04/08/2026
Quando pensamos em saúde mental, terapia e traumas emocionais, ainda é muito comum achar que todo sofrimento psicológico nasce apenas da nossa história individual. Mas isso não é verdade.
Na clínica, vejo com frequência pessoas que chegam acreditando que são "fracas", "difíceis", "frias", "controladoras" ou "incapazes de colocar limites", "permissivas demais". Muitas vezes, acham que isso é da personalidade delas. No entanto, quando ampliamos o olhar, percebemos que elas também carregam aprendizados construídos ao longo da vida em uma determinada cultura.
Por exemplo, é comum que as mulheres se percebam controladoras e com dificuldades de colocar limites, pois culturalmente são criadas para cuidar e monitorar a vida das pessoas e manter tudo em ordem, com objetivo de agradar.
É nesse ponto que o letramento de gênero se torna tão importante. É por termos letramento que entenderemos que elas não são assim por si mesmas, pela família delas em específico, mas porque vivem em um ambiente em que isso é ensinado sistematicamente, à família delas e tantas outras.
Portanto, não se trata de encaixar todas as pessoas em explicações prontas, nem de reduzir a subjetividade a questões sociais.

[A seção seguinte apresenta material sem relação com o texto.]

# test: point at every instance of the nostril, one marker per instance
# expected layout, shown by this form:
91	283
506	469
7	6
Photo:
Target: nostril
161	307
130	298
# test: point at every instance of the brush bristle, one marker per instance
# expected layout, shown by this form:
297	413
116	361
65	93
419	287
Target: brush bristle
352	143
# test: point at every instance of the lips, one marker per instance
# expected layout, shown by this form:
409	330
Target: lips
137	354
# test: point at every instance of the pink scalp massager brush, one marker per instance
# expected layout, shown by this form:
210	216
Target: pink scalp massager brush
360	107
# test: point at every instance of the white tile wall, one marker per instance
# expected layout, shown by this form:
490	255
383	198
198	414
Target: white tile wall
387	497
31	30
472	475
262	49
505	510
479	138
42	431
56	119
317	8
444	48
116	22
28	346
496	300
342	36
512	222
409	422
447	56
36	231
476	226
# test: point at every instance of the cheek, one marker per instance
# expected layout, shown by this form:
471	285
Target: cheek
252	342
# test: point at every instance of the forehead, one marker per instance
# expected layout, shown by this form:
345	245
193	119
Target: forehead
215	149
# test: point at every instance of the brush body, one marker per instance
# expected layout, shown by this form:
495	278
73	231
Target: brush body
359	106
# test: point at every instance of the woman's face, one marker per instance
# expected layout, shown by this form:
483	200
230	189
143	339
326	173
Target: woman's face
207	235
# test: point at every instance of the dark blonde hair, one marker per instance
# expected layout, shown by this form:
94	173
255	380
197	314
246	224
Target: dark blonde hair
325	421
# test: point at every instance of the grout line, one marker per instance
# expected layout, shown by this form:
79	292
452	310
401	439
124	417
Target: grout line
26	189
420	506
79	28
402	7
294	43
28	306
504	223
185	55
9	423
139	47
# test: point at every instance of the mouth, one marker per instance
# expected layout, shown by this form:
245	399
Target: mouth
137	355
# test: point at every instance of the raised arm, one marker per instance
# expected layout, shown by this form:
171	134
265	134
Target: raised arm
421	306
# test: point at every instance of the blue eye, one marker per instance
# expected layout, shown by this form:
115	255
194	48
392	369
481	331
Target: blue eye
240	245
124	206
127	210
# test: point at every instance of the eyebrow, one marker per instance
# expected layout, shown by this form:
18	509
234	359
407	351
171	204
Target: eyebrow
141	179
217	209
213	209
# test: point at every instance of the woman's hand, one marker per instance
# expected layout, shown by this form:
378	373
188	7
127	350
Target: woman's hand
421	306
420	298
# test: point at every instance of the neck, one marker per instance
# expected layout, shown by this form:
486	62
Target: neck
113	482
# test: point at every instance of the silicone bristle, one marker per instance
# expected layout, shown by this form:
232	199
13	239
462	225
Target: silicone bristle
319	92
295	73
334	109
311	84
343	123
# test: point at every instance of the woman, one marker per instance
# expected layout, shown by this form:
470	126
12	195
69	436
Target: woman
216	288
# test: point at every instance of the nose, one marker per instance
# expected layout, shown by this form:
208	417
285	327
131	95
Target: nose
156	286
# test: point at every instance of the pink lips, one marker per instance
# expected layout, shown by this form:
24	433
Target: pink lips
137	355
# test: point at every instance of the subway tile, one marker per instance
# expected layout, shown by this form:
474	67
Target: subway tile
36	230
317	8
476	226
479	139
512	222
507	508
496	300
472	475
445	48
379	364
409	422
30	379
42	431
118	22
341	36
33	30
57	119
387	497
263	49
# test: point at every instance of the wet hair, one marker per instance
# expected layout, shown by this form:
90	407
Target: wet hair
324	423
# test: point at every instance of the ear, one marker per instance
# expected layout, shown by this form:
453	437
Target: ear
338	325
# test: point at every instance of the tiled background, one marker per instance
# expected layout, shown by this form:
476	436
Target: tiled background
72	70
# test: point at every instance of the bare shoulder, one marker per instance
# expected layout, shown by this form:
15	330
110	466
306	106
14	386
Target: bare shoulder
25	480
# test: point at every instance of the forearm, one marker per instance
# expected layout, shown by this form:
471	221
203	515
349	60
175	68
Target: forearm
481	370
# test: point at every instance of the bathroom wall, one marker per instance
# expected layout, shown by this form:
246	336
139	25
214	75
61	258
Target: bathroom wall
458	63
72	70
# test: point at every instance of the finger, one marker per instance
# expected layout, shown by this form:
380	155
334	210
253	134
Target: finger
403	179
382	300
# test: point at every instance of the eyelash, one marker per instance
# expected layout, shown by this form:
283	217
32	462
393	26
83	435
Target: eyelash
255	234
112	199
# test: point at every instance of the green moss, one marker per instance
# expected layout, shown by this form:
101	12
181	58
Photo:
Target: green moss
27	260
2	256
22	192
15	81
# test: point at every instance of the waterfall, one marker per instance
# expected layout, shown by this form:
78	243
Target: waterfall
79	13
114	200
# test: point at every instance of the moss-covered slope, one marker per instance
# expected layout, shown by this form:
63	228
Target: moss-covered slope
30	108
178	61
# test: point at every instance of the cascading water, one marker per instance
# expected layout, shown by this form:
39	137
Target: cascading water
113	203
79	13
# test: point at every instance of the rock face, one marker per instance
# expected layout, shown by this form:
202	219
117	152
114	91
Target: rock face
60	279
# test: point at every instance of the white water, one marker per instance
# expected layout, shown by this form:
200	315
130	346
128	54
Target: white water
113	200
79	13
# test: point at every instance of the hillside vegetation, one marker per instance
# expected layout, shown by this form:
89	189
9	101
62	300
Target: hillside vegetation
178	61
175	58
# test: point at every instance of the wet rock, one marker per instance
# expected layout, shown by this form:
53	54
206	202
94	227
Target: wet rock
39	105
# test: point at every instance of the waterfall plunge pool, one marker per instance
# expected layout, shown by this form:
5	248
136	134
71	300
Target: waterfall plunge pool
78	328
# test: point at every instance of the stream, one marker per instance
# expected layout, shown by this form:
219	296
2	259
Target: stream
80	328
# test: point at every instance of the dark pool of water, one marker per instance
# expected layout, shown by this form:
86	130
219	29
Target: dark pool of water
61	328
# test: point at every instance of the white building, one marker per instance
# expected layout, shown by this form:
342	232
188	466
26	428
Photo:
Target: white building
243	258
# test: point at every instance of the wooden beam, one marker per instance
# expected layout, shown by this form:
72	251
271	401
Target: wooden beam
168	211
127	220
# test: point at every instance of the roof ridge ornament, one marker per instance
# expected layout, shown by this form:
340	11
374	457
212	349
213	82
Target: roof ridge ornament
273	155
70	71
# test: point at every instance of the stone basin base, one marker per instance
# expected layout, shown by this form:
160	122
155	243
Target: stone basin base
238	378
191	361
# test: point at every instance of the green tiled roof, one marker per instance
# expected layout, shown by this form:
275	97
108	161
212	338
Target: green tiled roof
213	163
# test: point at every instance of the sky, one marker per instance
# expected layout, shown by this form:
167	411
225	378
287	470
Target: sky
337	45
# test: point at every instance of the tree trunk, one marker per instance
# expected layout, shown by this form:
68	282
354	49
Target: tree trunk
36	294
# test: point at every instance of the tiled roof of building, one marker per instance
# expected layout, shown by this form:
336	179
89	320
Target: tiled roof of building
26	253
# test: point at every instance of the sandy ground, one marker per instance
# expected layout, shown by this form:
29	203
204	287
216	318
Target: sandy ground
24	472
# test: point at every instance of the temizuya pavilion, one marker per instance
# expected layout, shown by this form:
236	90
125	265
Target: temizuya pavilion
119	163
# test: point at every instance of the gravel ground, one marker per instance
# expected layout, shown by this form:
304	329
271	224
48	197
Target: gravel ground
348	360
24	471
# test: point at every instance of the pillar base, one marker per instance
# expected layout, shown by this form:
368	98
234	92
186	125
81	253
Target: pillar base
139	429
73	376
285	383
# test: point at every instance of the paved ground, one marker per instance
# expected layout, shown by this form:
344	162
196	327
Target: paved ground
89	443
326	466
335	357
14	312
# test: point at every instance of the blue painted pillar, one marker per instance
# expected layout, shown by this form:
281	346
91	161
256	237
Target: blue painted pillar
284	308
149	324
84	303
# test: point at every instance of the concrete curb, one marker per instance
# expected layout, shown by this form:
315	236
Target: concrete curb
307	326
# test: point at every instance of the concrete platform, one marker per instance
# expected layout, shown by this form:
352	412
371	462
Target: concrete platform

Mas sim, para ampliar nossa capacidade de compreender as influências que podem existir nas nossas experiências de vida e, portanto, alterar nosso comportamento.
Ser atendida por uma profissional que tenha esse entendimento te proporcionará uma amplitude maior de trabalho, maior possibilidade de ampliação do seu autoconhecimento, pois não red
Algumas perguntas transformam a forma como nos compreendemos:
✨ O que em mim é realmente uma escolha?
✨ O que aprendi que precisava ser para ser aceita, amada ou reconhecida?
✨ Quais expectativas sociais ainda organizam a maneira como vivo meus relacionamentos, meu corpo, meu trabalho e minhas emoções?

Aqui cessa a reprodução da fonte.